OTTAWA — Nous sommes en mai 2012, et Jean Charest, en pleine «crise étudiante», a besoin d’un regard neuf mais d’une personne de confiance. Il espère alors que son ancien chef de cabinet entre 2007 et 2009, qui est retourné dans le secteur privé depuis trois ans, acceptera de reprendre du service pour l’aider à stopper l’hémorragie dans les appuis populaires.

Dan Gagnier a reçu le mandat de relancer les négociations avec les leaders étudiants et de dénouer la crise qui perdure dans la province, avant que la saison touristique à Montréal ne soit irrémédiablement condamnée. Jean Charest perdra finalement son poste l’automne suivant, mais le Parti libéral du Québec doit probablement à Dan Gagnier d’être arrivé bon deuxième lors du scrutin — avec trois quarts de point de pourcentage de moins que les péquistes, en suffrages exprimés, et quatre députés de moins.

Cet exploit s’est ajouté à l’impressionnant curriculum vitae politique de M. Gagnier, qui incluait déjà des fonctions de haut fonctionnaire en Ontario, en Saskatchewan et à Ottawa, où il a atteint même le puissant Bureau du Conseil privé — le «ministère du premier ministre» — sous Brian Mulroney. Entre 1972 et 1982, il avait aussi été en poste dans les ambassades au Mexique, en Yougoslavie et au Royaume-Uni, notamment. Il a été par ailleurs chef de cabinet du premier ministre libéral de l’Ontario David Peterson.

Il était haut dirigeant chez Rio Tinto Alcan depuis 13 ans lorsqu’il a accepté la première invitation de Jean Charest, en 2007. Les observateurs croient que son expertise a contribué à aider les libéraux à passer d’un gouvernement minoritaire à un gouvernement majoritaire en 2008.
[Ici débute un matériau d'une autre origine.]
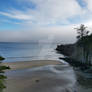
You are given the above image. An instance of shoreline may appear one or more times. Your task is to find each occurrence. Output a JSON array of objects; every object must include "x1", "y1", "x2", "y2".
[
  {"x1": 2, "y1": 60, "x2": 63, "y2": 71},
  {"x1": 3, "y1": 60, "x2": 76, "y2": 92}
]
«C’était un homme très bien, très gentil, j’ai beaucoup aimé travailler avec lui», se rappelle Benoît Pelletier, ex-chef de cabinet du premier ministre Charest, qui a croisé Dan Gagnier lors de sa première année en fonction. «Selon mon souvenir, ce n’est pas le genre d’homme qui pouvait manigancer en secret: il était astucieux, mais en même temps respectueux d’autrui.»

M. Gagnier s’est joint à l’équipe de Justin Trudeau en 2012, alors que le jeune député briguait la direction du Parti libéral du Canada. Il est devenu cette année-là coprésident de la campagne nationale de M. Trudeau, espérant contribuer à le faire élire premier ministre et à ramener les libéraux au pouvoir à Ottawa.

Or, TransCanada a embauché M. Gagnier comme consultant pour le projet Énergie Est au printemps 2015, a confirmé jeudi l’entreprise. À ce moment, il était déjà à la coprésidence de la campagne libérale. Et selon un courriel obtenu par La Presse Canadienne, il a offert lundi dernier à TransCanada des conseils sur la façon d’approcher un nouveau gouvernement qui serait élu le 19 octobre.

M. Gagnier a finalement démissionné de son poste mercredi soir, plaidant dans une déclaration transmise par le PLC qu’il avait «toujours agi dans les règles de l’art» et qu’il quittait «afin d’éviter toute distraction de la campagne».

Entre toutes ces fonctions politiques, M. Gagnier avait aussi été président de l’Institut canadien de politique énergétique, un organisme de réflexion créé par l’industrie.